RESOLVED, That the City Council of Ann Arbor will appoint a Pedestrian Safety and Access Task Force that will consist of nine (9) residents, and shall include representatives from organizations that address the needs of school aged youth, senior citizens, pedestrian safety, and people with mobility impairments;
RESOLVED, That applications for this task force should be received by the Mayor’s office no later than 4 pm on December 2, 2013, with the task force members appointed on December 16, 2013;
RESOLVED, That the task force will explore strategies to improve pedestrian safety and access within a framework of shared responsibility through community outreach and data collection, and will recommend to Council improvements in the development and application of the Complete Streets model, using best practices, sound data and objective analysis;
RESOLVED, That the task force will also address sidewalk gaps and create a tool for setting priorities for funding and filling those gaps;
RESOLVED, That the task force will also recommend whether pedestrian safety and access should be the focus of ongoing community scrutiny through the establishment of a standing committee on pedestrian safety;
RESOLVED, That the task force will submit its recommendations in the form of a report at the first Council meeting in February, 2015; and
RESOLVED, That the City Administrator will determine the level of staff support needed for this task force.

By: Dave Askins Dave Askins Tue, 03 Dec 2013 17:51:14 +0000 Re: “So what happens next? I gather the repeal did pass, but the mayor has announced he will veto. I assume that is a separate action, and then it will come back to Council next session?”

The regular routine is for the clerk to present the mayor with the record of proceedings within three days after the meeting. After that, the mayor has three days to file the veto with the clerk. That veto gets reported to the council at its next meeting (Dec. 16). Or the council could call a special meeting to receive that report (please, please, no). From the time of that report to the council – that the mayor has filed a veto – the council has 30 days to vote to overturn, which would require 8 votes. From the charter:

Within seventy-two hours, exclusive of Sundays and holidays, after a meeting of the Council, the Clerk shall present the record of the meeting to the Mayor for approval. Except in cases of appointment or removal of officers by the Council, the Mayor may disapprove, in whole or in part, any action taken by the Council by resolution, order, or otherwise.
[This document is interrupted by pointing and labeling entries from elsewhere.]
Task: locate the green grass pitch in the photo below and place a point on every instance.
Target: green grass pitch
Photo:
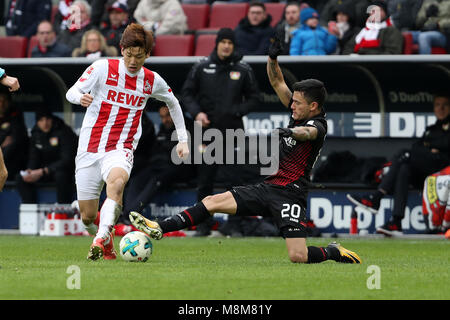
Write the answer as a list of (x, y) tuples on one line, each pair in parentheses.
[(223, 269)]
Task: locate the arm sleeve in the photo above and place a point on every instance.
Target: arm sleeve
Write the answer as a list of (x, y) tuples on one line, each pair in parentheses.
[(189, 92), (162, 91), (86, 82)]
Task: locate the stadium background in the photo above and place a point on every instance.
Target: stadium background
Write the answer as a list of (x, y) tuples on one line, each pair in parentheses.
[(376, 105)]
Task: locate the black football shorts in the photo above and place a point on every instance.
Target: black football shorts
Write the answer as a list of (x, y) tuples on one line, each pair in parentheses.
[(286, 206)]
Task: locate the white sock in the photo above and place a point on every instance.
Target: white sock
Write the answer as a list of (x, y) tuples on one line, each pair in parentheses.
[(92, 229), (109, 214)]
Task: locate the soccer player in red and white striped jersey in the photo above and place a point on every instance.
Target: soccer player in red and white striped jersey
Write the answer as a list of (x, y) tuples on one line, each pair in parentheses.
[(115, 92)]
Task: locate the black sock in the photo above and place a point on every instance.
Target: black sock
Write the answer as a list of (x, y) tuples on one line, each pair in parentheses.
[(320, 254), (189, 217)]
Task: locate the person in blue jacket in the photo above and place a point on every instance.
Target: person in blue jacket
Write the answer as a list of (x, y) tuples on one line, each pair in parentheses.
[(311, 38)]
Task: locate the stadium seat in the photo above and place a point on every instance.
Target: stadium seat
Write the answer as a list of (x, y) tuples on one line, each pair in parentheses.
[(276, 10), (174, 45), (407, 43), (33, 42), (438, 50), (205, 44), (13, 47), (227, 15), (197, 15), (55, 9)]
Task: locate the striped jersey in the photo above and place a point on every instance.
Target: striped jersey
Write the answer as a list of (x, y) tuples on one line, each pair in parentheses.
[(113, 119), (297, 158)]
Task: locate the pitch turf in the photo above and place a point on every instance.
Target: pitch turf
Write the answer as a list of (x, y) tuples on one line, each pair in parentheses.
[(223, 269)]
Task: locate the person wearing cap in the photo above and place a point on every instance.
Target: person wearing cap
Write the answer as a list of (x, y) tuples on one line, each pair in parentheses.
[(311, 38), (118, 20), (51, 153), (379, 36), (218, 92)]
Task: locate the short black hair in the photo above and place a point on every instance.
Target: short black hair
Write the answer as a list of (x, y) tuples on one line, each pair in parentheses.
[(313, 90)]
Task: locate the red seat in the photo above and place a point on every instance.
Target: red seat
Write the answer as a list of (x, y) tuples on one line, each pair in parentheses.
[(205, 44), (197, 15), (276, 10), (227, 15), (438, 50), (407, 43), (33, 42), (174, 45), (13, 47)]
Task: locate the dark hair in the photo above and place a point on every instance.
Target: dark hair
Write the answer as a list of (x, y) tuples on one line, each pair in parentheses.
[(313, 90), (136, 36), (256, 4)]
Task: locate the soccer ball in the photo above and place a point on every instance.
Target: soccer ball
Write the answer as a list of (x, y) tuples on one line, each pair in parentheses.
[(136, 246)]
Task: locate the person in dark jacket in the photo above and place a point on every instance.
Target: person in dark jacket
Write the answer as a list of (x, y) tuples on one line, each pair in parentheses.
[(13, 134), (218, 91), (47, 46), (254, 32), (428, 155), (51, 158), (24, 16), (80, 23)]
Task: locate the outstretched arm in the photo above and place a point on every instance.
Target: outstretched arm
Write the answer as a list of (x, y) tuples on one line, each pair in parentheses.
[(277, 82), (275, 75)]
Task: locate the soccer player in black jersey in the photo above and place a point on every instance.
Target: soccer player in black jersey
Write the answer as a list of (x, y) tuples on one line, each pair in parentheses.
[(284, 194)]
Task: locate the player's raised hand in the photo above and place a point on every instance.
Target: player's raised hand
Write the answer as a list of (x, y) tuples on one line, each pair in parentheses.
[(276, 48), (11, 82), (86, 100), (182, 150)]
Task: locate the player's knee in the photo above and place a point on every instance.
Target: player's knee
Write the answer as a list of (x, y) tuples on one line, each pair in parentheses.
[(298, 256)]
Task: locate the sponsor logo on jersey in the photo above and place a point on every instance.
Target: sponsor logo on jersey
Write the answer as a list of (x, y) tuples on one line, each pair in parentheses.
[(54, 141), (147, 87), (235, 75), (125, 98)]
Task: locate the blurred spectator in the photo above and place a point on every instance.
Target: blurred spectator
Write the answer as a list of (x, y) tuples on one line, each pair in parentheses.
[(428, 155), (62, 16), (156, 172), (118, 19), (93, 46), (379, 35), (79, 22), (254, 33), (47, 45), (24, 16), (13, 134), (51, 158), (359, 10), (288, 24), (161, 16), (436, 201), (343, 25), (219, 99), (311, 38), (433, 21), (100, 13), (403, 13)]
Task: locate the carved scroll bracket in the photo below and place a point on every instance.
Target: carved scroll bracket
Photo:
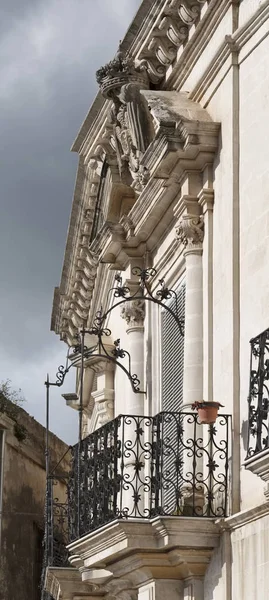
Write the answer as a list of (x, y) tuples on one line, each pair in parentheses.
[(190, 233)]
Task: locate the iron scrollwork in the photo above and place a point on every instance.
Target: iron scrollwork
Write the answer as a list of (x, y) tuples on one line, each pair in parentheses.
[(258, 399), (141, 467), (99, 330)]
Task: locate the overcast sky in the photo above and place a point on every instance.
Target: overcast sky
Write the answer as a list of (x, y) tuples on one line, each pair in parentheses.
[(49, 52)]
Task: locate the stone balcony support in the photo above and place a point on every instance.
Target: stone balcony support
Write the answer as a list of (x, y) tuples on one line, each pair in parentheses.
[(150, 560), (133, 312)]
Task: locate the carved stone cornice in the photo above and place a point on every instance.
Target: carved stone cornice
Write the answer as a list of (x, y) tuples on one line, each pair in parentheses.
[(118, 72), (190, 232), (134, 313), (171, 31)]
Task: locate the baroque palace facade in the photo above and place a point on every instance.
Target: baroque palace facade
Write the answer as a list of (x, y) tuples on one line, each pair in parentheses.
[(164, 284)]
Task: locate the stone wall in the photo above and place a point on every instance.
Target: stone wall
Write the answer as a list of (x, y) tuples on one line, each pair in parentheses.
[(23, 504)]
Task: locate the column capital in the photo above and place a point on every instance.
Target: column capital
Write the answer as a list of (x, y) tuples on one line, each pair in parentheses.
[(206, 199), (133, 312), (190, 233)]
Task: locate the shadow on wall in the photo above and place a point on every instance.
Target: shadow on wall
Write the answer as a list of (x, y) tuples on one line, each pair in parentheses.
[(21, 546)]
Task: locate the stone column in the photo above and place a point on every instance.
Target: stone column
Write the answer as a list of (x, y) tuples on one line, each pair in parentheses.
[(134, 313), (135, 432), (194, 588), (190, 233)]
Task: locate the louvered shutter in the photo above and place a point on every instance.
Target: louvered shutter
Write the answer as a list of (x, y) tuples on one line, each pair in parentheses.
[(173, 353), (172, 398)]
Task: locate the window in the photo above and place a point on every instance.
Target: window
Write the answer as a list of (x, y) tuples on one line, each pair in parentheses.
[(172, 365), (172, 398)]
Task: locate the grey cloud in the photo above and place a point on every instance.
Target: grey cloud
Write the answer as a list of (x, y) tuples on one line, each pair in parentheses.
[(51, 51)]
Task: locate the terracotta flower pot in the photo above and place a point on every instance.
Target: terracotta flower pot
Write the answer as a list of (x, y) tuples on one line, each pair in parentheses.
[(207, 411)]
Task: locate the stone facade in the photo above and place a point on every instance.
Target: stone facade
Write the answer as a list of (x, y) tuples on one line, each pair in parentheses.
[(22, 502), (173, 154)]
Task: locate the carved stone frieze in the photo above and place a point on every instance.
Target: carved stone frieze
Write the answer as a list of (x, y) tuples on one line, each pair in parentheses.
[(190, 231), (134, 313)]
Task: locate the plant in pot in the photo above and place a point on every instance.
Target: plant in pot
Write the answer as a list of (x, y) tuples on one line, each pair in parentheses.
[(207, 411)]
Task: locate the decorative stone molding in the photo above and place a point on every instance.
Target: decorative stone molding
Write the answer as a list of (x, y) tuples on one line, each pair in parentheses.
[(65, 583), (130, 121), (118, 72), (134, 313), (259, 465), (171, 31), (190, 231)]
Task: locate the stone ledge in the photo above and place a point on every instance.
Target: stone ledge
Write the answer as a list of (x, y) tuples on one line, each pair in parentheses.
[(259, 464), (179, 547)]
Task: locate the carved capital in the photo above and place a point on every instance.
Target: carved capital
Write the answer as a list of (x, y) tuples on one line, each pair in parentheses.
[(134, 313), (190, 232)]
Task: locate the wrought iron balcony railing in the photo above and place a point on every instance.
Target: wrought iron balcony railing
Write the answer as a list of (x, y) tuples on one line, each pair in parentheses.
[(56, 529), (258, 399), (141, 467)]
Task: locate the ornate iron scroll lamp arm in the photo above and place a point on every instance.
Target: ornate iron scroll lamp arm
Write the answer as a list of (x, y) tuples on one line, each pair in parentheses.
[(122, 292), (144, 292)]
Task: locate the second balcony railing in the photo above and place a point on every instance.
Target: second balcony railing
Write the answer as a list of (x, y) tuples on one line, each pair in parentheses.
[(141, 467)]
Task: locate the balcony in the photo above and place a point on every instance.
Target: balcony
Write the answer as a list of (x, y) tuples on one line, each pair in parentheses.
[(145, 484), (137, 467), (257, 459)]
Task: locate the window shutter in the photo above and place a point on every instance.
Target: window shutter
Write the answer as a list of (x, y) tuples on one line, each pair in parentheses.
[(173, 353), (172, 398)]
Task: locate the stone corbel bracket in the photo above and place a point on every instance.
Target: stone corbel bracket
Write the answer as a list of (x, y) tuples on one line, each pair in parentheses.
[(186, 137)]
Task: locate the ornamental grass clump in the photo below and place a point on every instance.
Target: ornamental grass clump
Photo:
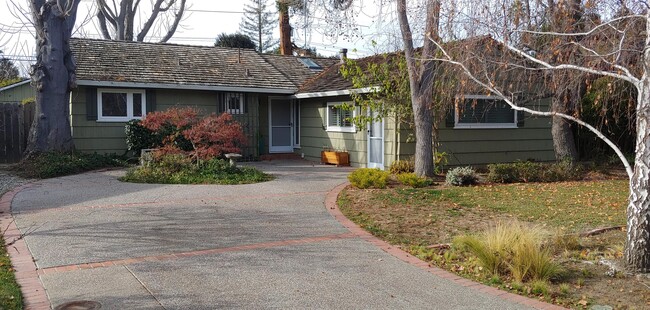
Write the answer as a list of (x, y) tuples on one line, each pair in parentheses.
[(512, 249), (461, 176), (413, 180), (369, 178)]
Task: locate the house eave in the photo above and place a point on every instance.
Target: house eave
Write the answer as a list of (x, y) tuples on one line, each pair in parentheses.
[(14, 85), (334, 93), (186, 87)]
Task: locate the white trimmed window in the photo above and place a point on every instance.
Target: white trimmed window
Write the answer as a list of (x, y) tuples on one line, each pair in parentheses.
[(120, 105), (340, 118), (484, 112), (235, 103)]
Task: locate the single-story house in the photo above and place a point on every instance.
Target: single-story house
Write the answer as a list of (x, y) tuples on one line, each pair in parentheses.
[(286, 105)]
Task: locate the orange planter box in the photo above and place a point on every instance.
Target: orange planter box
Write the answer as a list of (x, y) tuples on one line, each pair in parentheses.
[(335, 158)]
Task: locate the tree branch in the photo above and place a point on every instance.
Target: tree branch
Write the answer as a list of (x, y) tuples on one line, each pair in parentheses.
[(177, 19)]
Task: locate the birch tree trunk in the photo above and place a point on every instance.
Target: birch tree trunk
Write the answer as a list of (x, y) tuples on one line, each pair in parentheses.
[(637, 245), (53, 75)]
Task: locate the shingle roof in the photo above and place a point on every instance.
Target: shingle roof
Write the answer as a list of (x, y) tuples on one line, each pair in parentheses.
[(332, 80), (137, 62), (294, 70)]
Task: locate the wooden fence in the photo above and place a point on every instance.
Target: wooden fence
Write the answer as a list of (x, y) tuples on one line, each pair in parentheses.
[(15, 121)]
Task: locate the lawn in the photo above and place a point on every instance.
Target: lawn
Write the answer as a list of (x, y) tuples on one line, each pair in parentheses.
[(423, 221)]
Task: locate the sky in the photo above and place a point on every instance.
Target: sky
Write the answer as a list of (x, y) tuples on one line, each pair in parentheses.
[(203, 21)]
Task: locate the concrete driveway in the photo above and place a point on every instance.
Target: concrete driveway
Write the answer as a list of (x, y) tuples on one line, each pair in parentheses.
[(267, 245)]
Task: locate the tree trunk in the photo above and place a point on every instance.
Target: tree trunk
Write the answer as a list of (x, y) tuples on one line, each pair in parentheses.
[(423, 136), (637, 245), (562, 132), (285, 29), (53, 76)]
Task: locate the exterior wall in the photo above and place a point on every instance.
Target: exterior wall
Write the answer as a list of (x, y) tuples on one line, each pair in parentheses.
[(479, 147), (109, 137), (17, 94), (314, 137)]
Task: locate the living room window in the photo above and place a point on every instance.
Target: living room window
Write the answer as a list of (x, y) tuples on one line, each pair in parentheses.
[(120, 105), (339, 117), (484, 112), (234, 103)]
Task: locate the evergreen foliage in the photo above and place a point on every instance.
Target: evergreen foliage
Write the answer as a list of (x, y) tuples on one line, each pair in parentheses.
[(236, 40), (258, 23)]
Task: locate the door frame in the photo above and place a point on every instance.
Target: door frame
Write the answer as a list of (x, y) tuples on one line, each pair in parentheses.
[(383, 145), (281, 149)]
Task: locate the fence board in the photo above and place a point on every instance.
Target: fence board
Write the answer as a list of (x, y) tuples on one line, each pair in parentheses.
[(15, 122)]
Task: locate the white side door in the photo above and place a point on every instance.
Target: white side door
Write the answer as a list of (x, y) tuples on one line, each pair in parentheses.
[(376, 143), (280, 126)]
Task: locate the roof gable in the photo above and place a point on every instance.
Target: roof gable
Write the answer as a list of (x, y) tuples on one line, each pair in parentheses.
[(171, 64)]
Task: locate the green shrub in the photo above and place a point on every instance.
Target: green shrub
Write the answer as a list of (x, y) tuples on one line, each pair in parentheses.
[(181, 169), (512, 249), (534, 172), (402, 166), (460, 176), (54, 164), (440, 161), (412, 180), (139, 137), (369, 178)]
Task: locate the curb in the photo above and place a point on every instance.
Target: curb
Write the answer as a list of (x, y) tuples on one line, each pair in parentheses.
[(333, 209), (34, 295)]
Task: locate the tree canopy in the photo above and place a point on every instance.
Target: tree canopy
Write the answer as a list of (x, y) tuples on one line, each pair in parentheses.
[(236, 40)]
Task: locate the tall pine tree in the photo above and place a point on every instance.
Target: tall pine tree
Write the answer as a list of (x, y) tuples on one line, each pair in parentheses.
[(258, 23)]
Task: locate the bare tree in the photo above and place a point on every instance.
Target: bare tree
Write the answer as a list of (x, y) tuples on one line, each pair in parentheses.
[(421, 76), (611, 52), (117, 18), (53, 75), (8, 70)]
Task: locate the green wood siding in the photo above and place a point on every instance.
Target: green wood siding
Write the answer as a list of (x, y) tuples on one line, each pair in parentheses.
[(479, 147), (314, 137), (109, 137), (17, 94)]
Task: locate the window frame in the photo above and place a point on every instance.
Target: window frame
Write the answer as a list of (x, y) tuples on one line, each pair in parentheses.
[(458, 125), (352, 128), (129, 104), (238, 111)]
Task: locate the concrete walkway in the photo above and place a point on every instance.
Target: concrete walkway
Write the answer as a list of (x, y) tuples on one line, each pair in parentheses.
[(267, 245)]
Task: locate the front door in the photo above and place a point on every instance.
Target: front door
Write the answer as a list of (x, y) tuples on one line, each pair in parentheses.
[(281, 125), (376, 142)]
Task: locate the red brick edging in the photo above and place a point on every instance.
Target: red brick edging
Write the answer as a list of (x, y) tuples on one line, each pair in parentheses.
[(34, 295), (333, 209)]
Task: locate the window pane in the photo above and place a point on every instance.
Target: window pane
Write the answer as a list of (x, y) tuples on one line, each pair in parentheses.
[(114, 104), (333, 116), (486, 111), (137, 105)]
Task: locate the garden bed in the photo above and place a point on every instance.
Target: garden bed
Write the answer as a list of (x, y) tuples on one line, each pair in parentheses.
[(424, 221)]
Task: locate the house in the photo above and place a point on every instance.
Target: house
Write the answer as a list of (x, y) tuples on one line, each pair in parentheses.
[(120, 80), (16, 92), (286, 104)]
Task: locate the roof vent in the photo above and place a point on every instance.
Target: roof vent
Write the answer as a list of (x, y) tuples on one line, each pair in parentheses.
[(309, 63)]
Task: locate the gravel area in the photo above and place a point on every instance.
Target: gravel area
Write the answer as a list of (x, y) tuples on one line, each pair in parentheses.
[(9, 181)]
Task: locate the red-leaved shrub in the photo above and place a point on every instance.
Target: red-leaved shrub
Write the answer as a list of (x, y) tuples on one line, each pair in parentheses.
[(215, 135), (182, 131)]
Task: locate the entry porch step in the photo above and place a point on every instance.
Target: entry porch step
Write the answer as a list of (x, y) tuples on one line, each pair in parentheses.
[(279, 156)]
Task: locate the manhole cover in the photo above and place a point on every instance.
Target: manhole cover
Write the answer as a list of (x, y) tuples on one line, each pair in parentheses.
[(79, 305)]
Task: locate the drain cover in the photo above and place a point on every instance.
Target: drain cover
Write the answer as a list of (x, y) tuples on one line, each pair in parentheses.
[(79, 305)]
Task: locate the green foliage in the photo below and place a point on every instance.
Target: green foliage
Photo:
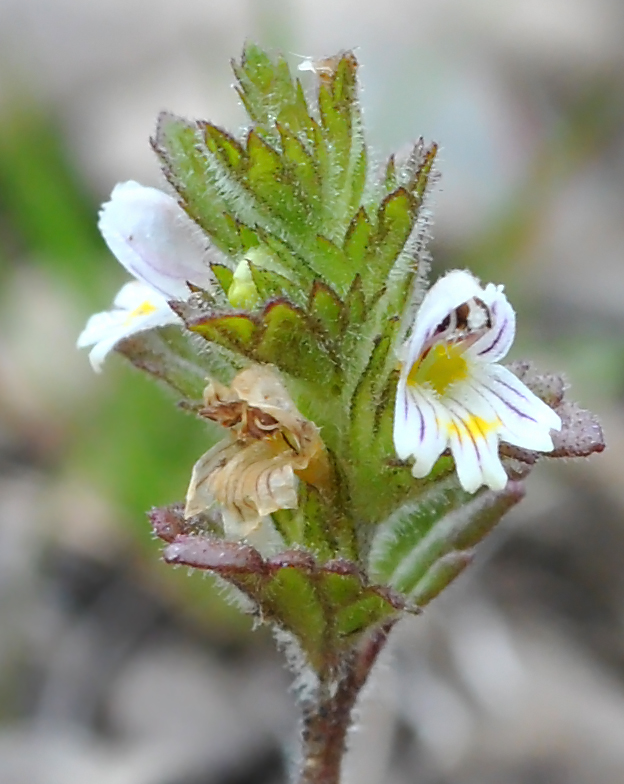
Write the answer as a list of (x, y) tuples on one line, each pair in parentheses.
[(321, 260), (326, 607), (429, 542)]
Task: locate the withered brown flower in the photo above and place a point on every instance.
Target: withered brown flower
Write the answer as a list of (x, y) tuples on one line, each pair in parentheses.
[(270, 445)]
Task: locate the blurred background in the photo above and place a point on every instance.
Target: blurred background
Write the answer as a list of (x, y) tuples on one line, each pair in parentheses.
[(117, 670)]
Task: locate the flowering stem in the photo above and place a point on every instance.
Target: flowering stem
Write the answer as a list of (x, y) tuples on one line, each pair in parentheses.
[(327, 719)]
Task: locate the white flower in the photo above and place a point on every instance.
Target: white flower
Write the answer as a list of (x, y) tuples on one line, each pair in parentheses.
[(156, 241), (452, 393), (137, 307)]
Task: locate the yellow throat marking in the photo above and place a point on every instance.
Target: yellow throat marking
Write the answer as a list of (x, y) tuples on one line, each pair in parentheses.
[(443, 366), (144, 309)]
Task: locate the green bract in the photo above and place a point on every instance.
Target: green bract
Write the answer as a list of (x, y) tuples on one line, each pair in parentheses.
[(319, 259)]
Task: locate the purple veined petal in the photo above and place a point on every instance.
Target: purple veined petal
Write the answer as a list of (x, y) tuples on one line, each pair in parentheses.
[(539, 418), (519, 425), (474, 446), (155, 240), (446, 294), (497, 341), (420, 428)]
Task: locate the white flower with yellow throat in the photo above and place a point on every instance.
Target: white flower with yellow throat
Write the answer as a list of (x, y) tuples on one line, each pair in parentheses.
[(161, 247), (452, 393)]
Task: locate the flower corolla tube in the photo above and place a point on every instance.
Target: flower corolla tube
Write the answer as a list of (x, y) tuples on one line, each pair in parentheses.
[(160, 246), (452, 393)]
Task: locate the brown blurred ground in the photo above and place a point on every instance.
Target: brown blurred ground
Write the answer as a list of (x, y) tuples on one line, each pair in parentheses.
[(114, 671)]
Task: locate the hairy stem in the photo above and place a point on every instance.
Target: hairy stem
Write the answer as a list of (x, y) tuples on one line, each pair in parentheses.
[(327, 719)]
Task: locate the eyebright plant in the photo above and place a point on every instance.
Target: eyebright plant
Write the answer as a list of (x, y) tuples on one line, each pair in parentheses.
[(370, 436)]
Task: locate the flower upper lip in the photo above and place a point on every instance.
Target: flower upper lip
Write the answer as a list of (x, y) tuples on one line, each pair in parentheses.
[(451, 391)]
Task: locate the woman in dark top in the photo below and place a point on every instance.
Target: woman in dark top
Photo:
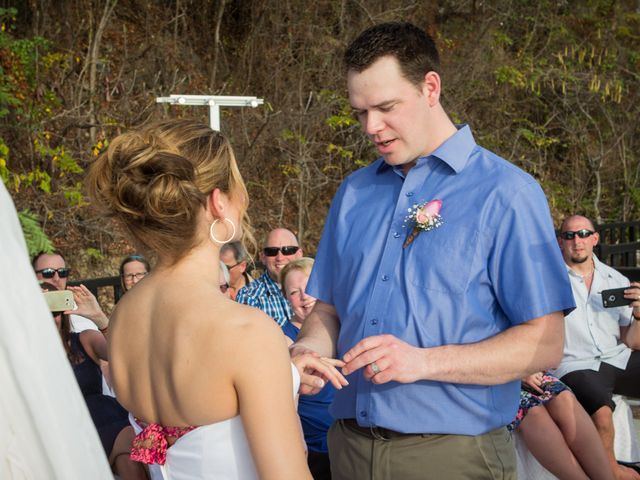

The Mayor shall file the disapproval and reasons therefor, in writing, with the Clerk within seventy-two hours, exclusive of Sundays and holidays, following presentation of the record to the Mayor. Such disapproval shall be reported by the Clerk at the next regular meeting of the Council or at a special meeting called for consideration thereof. Council action disapproved by the Mayor shall be of no effect, unless re-affirmed by the concurring vote of at least eight members of the Council within thirty days from the time such disapproval is reported by the Clerk.

By: Chris Buhalis Chris Buhalis Tue, 03 Dec 2013 17:44:56 +0000 Thanks for the coverage. I agree with the mayor’s veto and am thankful to all the residents who made it to the meeting to voice their concerns and make their points heard. Repealing (or at least gutting) the current law would not have made anyone safer, in my opinion.